Okurlarımızın Sıcak Karlar adlı eseriyle tanıdığı usta yazar Yuri Bondarev’in hüzünlü romanı Kıyı, savaş, barış ve aşkı içeren çok katmanlı yapısıyla öne çıkıyor.
Roman, çerçeve öyküsü olarak iki Sovyet yazarının savaştan 26 yıl sonra Batı Almanya’yı ziyaretiyle başlıyor. Romanın yazarı Bondarev, bu yolculukla beraber kapitalizmin ahlaki yozlaşmasına şahit olan Sovyet aydınlarının temiz ruhlarını ve gördükleri karşısındaki şaşkınlıklarını gözler önüne sererken, batı aydınları ve Sovyet aydınlarının entelektüel tartışmaları bu karşıtlığın altını daha da çiziyor.
Romanın kahramanı Yazar Nikitin ise bu gezide gördükleri ve yaşadıklarının etkisiyle kendi anılarında da seyahat etmeye başlıyor ve bizi 1945 Mayıs’ına, genç Teğmen Vadim Nikitin’in komutanlarından biri olduğu bir topçu bataryasına götürüyor. Bu sayede, Berlin dolaylarındaki son çatışmalara ve bir Alman kızı Emma ile yaşadığı masum aşka şahit oluyoruz.

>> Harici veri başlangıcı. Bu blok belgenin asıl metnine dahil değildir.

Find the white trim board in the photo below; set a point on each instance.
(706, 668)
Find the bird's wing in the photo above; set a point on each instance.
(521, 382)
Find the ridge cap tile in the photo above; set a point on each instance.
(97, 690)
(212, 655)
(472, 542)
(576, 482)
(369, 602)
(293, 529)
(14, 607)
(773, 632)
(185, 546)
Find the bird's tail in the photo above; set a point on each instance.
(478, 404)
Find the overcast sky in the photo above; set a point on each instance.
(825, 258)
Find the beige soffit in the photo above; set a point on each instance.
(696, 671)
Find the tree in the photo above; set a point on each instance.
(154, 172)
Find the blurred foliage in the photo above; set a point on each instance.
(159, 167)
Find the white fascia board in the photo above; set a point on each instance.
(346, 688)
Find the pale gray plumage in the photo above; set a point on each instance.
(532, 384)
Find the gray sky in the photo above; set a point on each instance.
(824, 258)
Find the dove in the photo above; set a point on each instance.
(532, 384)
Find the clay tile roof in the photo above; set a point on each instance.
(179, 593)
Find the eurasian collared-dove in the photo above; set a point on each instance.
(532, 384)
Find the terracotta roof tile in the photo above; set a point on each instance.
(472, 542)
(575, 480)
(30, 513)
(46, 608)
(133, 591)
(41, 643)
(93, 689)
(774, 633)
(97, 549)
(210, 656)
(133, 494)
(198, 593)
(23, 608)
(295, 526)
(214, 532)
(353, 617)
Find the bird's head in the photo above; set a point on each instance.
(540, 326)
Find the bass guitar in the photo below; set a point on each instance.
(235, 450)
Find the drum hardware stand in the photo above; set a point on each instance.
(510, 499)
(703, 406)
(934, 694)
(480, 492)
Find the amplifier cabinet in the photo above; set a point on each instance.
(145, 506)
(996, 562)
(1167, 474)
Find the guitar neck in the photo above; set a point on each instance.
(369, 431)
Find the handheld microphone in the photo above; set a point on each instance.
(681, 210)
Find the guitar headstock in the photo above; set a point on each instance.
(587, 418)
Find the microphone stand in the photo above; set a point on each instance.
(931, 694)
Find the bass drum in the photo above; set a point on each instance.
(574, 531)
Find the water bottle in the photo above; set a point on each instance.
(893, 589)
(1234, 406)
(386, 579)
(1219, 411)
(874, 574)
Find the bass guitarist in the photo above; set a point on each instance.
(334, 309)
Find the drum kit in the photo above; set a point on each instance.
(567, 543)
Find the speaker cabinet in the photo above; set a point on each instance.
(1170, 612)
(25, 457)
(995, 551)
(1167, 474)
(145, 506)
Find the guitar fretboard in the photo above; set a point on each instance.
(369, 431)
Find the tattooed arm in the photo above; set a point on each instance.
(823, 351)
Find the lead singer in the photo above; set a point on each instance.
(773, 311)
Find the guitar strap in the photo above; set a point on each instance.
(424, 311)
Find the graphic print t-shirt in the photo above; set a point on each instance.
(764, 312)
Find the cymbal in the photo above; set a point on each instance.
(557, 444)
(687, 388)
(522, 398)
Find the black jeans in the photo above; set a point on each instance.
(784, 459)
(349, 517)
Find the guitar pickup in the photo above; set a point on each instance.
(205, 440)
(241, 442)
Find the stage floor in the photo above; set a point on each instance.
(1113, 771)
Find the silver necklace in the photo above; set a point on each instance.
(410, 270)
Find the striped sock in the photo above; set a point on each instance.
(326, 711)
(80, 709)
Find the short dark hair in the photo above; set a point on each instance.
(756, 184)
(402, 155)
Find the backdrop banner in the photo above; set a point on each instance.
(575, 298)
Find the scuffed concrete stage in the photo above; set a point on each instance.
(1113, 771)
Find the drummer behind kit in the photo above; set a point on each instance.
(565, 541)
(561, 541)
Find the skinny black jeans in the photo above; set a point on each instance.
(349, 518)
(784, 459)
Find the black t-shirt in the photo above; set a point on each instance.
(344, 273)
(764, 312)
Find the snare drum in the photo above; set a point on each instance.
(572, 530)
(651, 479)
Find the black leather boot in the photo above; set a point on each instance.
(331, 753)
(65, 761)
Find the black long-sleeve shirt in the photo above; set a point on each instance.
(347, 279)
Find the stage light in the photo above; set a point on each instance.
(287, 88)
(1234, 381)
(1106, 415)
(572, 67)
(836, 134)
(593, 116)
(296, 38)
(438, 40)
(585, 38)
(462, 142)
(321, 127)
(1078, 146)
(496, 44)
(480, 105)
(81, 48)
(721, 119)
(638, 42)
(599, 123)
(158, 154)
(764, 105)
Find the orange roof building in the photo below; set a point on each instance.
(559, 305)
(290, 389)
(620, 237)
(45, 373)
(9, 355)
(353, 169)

Çelişkileri, güçlü ve zayıf yönleriyle her bir karakterini derinlemesine geliştirdiği romanında Bondarev. detayları o kadar ustalıkla işlemiş ki, okur tekrar tekrar okunduğunda bile yeni bağlantılar keşfedebiliyor.
Zaman, savaş, onur, aşk, ayrılık, kayıp gibi temalarıyla hafızanıza kazınacak bir roman Kıyı.